Des milliers de manifestants thaïlandais ont lancé vendredi leur «bataille finale» contre le gouvernement face à un cabinet affaibli par le limogeage de la Première ministre.

«Nous dormirons ici ce soir!», a lancé Suthep Thaugsuban, le meneur des manifestants, depuis une scène montée près du siège du gouvernement. «J'appelle les personnes au pouvoir à coopérer avec nous et à se débarrasser des vestiges de Thaksin», a-t-il ajouté, tandis que ses partisans construisaient des barricades et un campement.

Dans la rue depuis six mois, les manifestants ne démordent pas de leur idée d'instaurer à la place du gouvernement intérimaire un «conseil du peuple», non élu, en charge de «réformes» du système. Celui-ci est gangréné par la corruption, selon eux, après des années de gouvernements pro-Thaksin, le frère de Yingluck Shinawatra, la Première ministre déposée mercredi.

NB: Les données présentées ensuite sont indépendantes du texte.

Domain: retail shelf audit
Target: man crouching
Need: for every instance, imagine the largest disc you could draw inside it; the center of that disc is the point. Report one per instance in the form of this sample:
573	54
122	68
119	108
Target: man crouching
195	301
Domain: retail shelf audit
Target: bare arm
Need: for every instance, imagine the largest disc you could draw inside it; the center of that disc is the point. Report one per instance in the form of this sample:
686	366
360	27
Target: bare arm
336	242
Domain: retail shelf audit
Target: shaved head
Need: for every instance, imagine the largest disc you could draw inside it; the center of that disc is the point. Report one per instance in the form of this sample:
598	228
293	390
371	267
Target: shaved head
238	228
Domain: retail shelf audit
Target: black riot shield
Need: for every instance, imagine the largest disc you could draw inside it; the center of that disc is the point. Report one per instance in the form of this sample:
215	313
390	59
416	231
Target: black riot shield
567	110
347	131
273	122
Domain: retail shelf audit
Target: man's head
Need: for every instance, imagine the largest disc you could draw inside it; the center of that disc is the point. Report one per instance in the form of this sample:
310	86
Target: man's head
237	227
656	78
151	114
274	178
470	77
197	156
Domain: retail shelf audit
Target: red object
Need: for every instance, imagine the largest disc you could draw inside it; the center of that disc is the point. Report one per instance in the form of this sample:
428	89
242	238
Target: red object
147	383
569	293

L'ampleur de la mobilisation vendredi n'avait à la mi-journée pas celle de décembre et janvier, quand des dizaines voire des centaines de milliers de Thaïlandais étaient dans la rue. Après des semaines de manifestations réduites à leur minimum, ils étaient néanmoins déterminés à renouer vendredi avec leur occupation d'ampleur des abords du siège du gouvernement, inutilisé depuis des mois.

«Jour de la victoire»

Cet ancien vice-Premier ministre (quand l'opposition était au pouvoir entre 2008 et 2010), connu pour ses déclarations hyperboliques, a appelé les présidents de la Cour suprême et du Sénat à «trouver une solution». «Sinon le peuple mènera des actions pour changer les choses lui-même», a encore dit celui qui a déjà annoncé plusieurs fois le «jour de la victoire». Une marche a également été lancée en direction des sièges de plusieurs télévisions.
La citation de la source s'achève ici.